Augsburger Allgemeine (Land Nord)
Ein Plädoyer für das Leben
Ein Mann will sterben. Ein Entschluss, den er seiner Familie nur schwer beibringen kann
ZDF, 20.15 Uhr Wie verabschiedet man sich angemessen und würdig aus dem Leben und von seinen Liebsten, so lange man dazu noch selber in der Lage ist? Versammelt man sie alle um sich, um ihnen dann mitzuteilen, dass das eigene Leben bald zu Ende sein wird? Oder sagt man erst mal gar nichts? Diesem berührenden Thema widmet sich Matti Geschonneck, 63, in seinem Film „Ein großer Aufbruch“.
Holm (Matthias Habich) hat unheilbaren Krebs und will diese Nachricht seiner Familie mitteilen. Auf seinem idyllischen Landhof am Chiemsee versammelt er also alle die Menschen um sich, die ihm etwas bedeuten: Das sind seine beiden Töchter Charlotte (Katharina Lorenz) und Marie (Ina Weisse) samt ihrem Freund Heiko (Matthias Brandt), seine Ex-Gattin Ella (Hannelore Elsner) sowie seinen besten Freund Adrian (Edgar Selge) mit seiner Frau Katharina (Ulrike Kriener). Nach und nach treffen alle ein, man versammelt sich bei Essen und Wein – und zeigt sich von ungläubig bis schockiert von dem, was Holm ihnen mitzuteilen hat: Er möchte in die Schweiz fahren und dort mittels eines Medikaments aus dem Leben scheiden.
So kommt heraus, dass Holm, der mal als Entwicklungshelfer in Afrika gearbeitet hat, im Grunde pleite ist und von finanziellen Zuwendungen von Adrian lebt und dass er ein Verhältnis mit Katharina hatte.

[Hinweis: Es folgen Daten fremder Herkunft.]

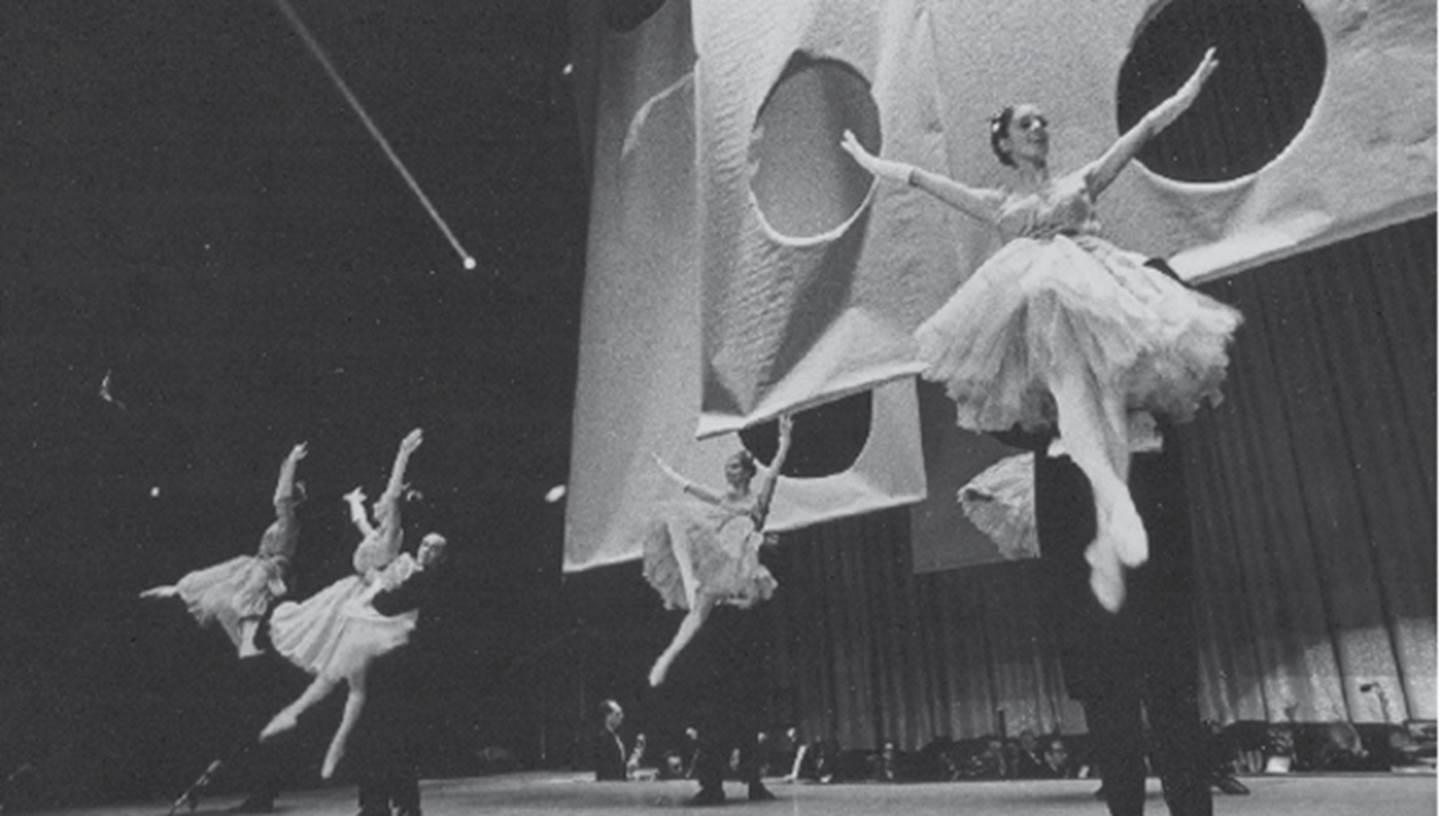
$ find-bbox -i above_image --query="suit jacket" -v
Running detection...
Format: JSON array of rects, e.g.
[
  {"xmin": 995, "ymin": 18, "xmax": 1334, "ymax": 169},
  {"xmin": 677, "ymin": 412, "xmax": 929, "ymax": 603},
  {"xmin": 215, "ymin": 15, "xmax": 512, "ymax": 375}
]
[{"xmin": 592, "ymin": 728, "xmax": 629, "ymax": 781}]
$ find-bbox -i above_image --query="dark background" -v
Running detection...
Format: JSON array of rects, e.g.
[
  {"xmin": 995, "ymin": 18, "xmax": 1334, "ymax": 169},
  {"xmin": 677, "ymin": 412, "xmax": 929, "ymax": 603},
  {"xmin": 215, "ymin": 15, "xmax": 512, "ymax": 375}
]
[{"xmin": 0, "ymin": 0, "xmax": 588, "ymax": 799}]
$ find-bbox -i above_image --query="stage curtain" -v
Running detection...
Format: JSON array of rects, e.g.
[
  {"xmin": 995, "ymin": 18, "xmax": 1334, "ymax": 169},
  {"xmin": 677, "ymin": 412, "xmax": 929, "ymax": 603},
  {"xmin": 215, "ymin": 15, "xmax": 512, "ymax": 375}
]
[{"xmin": 772, "ymin": 217, "xmax": 1436, "ymax": 748}]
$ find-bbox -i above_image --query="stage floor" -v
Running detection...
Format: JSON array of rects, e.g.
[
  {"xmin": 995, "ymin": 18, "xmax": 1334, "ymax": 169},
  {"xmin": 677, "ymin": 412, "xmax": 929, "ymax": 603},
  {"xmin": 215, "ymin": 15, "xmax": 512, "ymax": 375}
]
[{"xmin": 47, "ymin": 773, "xmax": 1436, "ymax": 816}]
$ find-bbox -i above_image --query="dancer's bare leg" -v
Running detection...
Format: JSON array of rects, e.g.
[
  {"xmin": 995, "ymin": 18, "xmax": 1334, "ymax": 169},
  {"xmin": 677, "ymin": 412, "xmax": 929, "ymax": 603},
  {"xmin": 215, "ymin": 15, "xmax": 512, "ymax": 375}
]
[
  {"xmin": 1050, "ymin": 366, "xmax": 1149, "ymax": 612},
  {"xmin": 320, "ymin": 668, "xmax": 366, "ymax": 779},
  {"xmin": 649, "ymin": 593, "xmax": 720, "ymax": 688},
  {"xmin": 261, "ymin": 676, "xmax": 338, "ymax": 743}
]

Ella hat Mann und Töchter vor 30 Jahren verlassen und noch ein paar Rechnungen offen; Charlotte reist eigens aus Frankreich an, und Marie wollte eigentlich nur auf einen Drink bleiben. Man schimpft, man tobt, man weint, man lacht: Abrechnungen werden quer über den großen Esstisch hinweg gemacht, die den eigentlichen Grund des Familientref- fens eher in den Hintergrund treten lassen.
Geschonnek hat bereits achtmal mit dem Autor Magnus Vattrodt, 43, zusammengearbeitet, von „Liebesjahre“bis hin zu „Das Zeugenhaus“. „Es geht um die Konfrontation mit dem eigenen Tod, um familiäre Verwicklungen, Lebenslügen“, sagte Geschonneck. „Die Frage ist ja, ob Holm wirklich gescheitert ist. Ich glaube das nämlich nicht. Und gerade deshalb finde ich, dass es ein lebensbejahender Film ist, weil er eben auch über die Abgründe und Beziehungen in Holms Leben berichtet.“
Der Schauspieler Matthias Habich, 75, sagte, dass ihm eine Figur sympathisch sein müsse, um sie zu spielen, „auch wenn sie böse und und hassenswert für andere erscheinen sollte. Ich darf sie nicht be- und verurteilen und schon gar nicht denunzieren, ich muss ihr nachspüren und sie in mir entdecken.“Schließlich stecke in jedem Menschen Böses. Er möge es nicht, eine von ihm gespielte Figur zu erklären. „Ich will dem Zuschauer nicht das Mitdenken und Mitfühlen abnehmen.“
Das geschieht keineswegs in diesem spannenden Kammerspiel mit pointierten Dialogen („Was ist so schlimm am Sterben?“– „Dass man anschließend tot ist.“) und hervorragendem Ensemble. Vielmehr kann der Zuschauer ganz für sich entscheiden, was der Filmtitel bedeuten könnte: Ein Aufbruch der Gefühle und Meinungen, oder ein Aufbruch zu etwas Neuem? Vielleicht auch beides, oder noch etwas ganz anderes. Auch einen Beitrag zur aktuellen Debatte um das Thema Sterbehilfe kann man in dem Film erkennen, der vom nahen Tod handelt, aber im Grunde ein Plädoyer fürs das Leben ist.